Mas talvez a grande riqueza deste reboot é que há muitas outras pequenas histórias ocorrendo ao mesmo tempo. Há as jogadoras latinas, representadas por Mita (Roberta Colindrez, da minissérie I love Dick ) e Esti (Priscilla Delgado); as que se sentem violadas por terem que colocar saias e performar feminilidade (no papel da atriz canadense Kelly McCormack); e mesmo as carolas que operam como uma espécie de fiscais da sexualidade alheia (no papel da comediante Kate Berlant).
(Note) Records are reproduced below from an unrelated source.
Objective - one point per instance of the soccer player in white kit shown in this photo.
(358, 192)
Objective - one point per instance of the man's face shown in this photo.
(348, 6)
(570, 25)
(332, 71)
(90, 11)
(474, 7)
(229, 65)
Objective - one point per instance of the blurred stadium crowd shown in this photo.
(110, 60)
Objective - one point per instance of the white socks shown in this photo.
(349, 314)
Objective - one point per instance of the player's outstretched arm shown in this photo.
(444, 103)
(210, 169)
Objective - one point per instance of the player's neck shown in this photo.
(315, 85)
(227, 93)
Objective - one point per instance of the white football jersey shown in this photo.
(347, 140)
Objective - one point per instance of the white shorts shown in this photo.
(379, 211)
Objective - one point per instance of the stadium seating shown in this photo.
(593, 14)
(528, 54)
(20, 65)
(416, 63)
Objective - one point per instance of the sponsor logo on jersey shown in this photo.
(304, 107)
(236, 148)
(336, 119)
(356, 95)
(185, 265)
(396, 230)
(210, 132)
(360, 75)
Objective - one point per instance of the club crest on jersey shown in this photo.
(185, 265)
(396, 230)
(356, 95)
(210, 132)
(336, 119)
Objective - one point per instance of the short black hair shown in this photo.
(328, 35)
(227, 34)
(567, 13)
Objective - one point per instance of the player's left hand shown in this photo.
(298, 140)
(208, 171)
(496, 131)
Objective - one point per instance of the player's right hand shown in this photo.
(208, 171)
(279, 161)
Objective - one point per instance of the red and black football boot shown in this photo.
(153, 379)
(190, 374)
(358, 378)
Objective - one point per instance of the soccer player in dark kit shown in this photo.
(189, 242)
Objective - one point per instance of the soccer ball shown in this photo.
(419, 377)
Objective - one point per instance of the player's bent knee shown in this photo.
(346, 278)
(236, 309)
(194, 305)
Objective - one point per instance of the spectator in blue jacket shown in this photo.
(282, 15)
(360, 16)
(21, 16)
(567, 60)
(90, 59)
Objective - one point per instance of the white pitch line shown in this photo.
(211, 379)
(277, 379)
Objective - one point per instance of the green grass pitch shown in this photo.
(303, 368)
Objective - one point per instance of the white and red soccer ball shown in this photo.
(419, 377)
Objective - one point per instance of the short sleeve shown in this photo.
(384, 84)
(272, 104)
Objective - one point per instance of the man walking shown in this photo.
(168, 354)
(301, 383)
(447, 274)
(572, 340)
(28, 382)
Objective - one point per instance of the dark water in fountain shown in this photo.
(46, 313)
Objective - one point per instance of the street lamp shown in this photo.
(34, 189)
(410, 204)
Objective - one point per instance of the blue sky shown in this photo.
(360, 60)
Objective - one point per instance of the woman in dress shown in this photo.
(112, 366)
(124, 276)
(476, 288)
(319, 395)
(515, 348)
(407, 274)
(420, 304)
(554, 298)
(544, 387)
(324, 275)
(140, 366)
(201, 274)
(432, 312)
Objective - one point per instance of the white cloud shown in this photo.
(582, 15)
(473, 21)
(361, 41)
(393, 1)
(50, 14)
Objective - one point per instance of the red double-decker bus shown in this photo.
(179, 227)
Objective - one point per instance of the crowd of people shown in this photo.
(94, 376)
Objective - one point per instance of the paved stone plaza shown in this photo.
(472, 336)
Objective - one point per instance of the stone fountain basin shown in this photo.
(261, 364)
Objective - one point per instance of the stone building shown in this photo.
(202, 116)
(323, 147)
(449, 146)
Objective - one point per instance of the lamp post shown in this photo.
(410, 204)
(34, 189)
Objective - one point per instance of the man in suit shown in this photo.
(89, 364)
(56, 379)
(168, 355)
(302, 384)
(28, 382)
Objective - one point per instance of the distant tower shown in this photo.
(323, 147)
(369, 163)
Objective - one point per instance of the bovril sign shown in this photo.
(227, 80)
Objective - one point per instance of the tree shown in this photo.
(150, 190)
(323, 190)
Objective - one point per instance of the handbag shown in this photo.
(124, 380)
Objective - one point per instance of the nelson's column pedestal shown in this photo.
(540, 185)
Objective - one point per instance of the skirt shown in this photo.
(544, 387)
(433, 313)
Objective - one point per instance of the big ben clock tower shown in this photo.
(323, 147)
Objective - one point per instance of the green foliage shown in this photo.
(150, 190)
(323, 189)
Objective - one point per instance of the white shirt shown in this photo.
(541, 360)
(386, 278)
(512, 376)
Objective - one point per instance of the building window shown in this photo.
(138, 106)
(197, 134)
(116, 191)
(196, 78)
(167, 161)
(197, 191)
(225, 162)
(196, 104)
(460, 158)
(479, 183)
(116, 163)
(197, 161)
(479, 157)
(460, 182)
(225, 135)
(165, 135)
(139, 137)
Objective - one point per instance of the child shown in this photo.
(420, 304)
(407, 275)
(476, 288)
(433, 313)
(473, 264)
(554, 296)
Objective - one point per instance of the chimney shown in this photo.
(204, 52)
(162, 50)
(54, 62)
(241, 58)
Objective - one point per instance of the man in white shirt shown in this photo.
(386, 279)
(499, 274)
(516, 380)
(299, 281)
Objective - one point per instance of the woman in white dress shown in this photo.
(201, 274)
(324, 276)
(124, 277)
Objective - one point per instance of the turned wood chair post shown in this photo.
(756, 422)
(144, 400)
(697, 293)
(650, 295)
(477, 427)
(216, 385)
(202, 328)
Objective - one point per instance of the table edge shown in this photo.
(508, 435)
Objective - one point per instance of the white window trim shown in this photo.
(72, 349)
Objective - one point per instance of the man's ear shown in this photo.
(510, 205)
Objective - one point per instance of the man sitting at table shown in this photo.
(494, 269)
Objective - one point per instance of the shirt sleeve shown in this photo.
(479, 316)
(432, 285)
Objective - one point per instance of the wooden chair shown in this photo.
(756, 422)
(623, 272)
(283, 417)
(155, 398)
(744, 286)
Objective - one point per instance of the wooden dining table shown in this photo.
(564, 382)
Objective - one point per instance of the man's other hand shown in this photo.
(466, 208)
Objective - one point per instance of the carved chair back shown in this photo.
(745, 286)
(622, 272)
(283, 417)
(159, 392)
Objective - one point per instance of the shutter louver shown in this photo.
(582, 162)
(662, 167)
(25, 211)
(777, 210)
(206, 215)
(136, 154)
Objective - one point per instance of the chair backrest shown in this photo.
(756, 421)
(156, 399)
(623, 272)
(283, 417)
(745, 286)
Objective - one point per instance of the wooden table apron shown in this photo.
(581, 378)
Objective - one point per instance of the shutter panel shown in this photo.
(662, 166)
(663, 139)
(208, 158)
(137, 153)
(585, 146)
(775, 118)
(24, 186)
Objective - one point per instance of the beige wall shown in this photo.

Todas estas mulheres contribuem de alguma forma para criar um retrato plural e afetuoso sobre as dificuldades enfrentadas por elas quando ousam quebrar as expectativas impostas pelos homens.
(Fonte: Amazon Prime)
Se entendemos que o esporte, desde sempre, tem um tanto de festa, Uma Equipe Muito Especial também quer falar daqueles que ficaram de fora da comemoração. Penso que a trama que realmente rouba a cena é a que envolve Max e toda a sua comunidade, incluindo sua família e amigos. A jogadora é uma moça negra criada para herdar o negócio de sua mãe (Saidah Arrika Ekulona), que tem um salão de beleza e se orgulha de ser a primeira mulher negra da cidade a ter um negócio próprio (ela só consegue isso porque seu nome, Toni, é também masculino).
Ocorre que, por mais que Max ame e admire a mãe, este não é o sonho dela. Não bastando isso, ela sabe que está quebrando as expectativas da mãe em vários sentidos: ela é lésbica, e aos poucos vai descobrindo que a mãe se afastou da irmã, um homens trans (em tempos em que o termo nem sonhava em existir) que “optou”, segundo a família, por seguir uma vida desviante e foi colocado de lado.
Uma das belezas de Uma Equipe Muito Especial é que há um olhar terno a todos os personagens. Embora a mãe seja homofóbica, fica claro que ela é um produto do seu tempo e que, bem no fundo, só está tentando proteger sua filha de uma vida de sofrimentos – potencializada ainda mais por ela ter que conviver com o racismo e o machismo cotidianamente.
Há, portanto, o desejo de que possamos confortar ambas: a mãe, por suas más decisões baseadas na ignorância, e a filha, pelas dores que têm por ser simplesmente quem é. São comoventes as cenas em que Max tenta se adequar de alguma forma, como se isso fosse possível.
(Fonte: Amazon Prime)
Todas estas histórias são tratadas com leveza, e temperadas com toques de humor, que surgem, por exemplo, na doce e cômica amizade entre Max e sua melhor amiga Clance (vivida pela atriz britânica Gbemisola Ikumelo), que juntas enfrentam situações diversas de sofrimento que atingem, sobretudo, as pessoas negras. Clance, por exemplo, precisa lidar com a tensão da convocação do marido para a guerra, pois sabe que soldados negros são muitas vezes colocados nas piores situações de combate, como se fossem descartáveis.
O que fica claro durante os oito episódios de Uma Equipe Muito Especial é que esta é uma série que não fala exatamente sobre esporte. Ou melhor, aqui, o esporte é uma desculpa para falar da vida das mulheres. E, por fim, que uma boa história segue viva mesmo depois de trinta anos.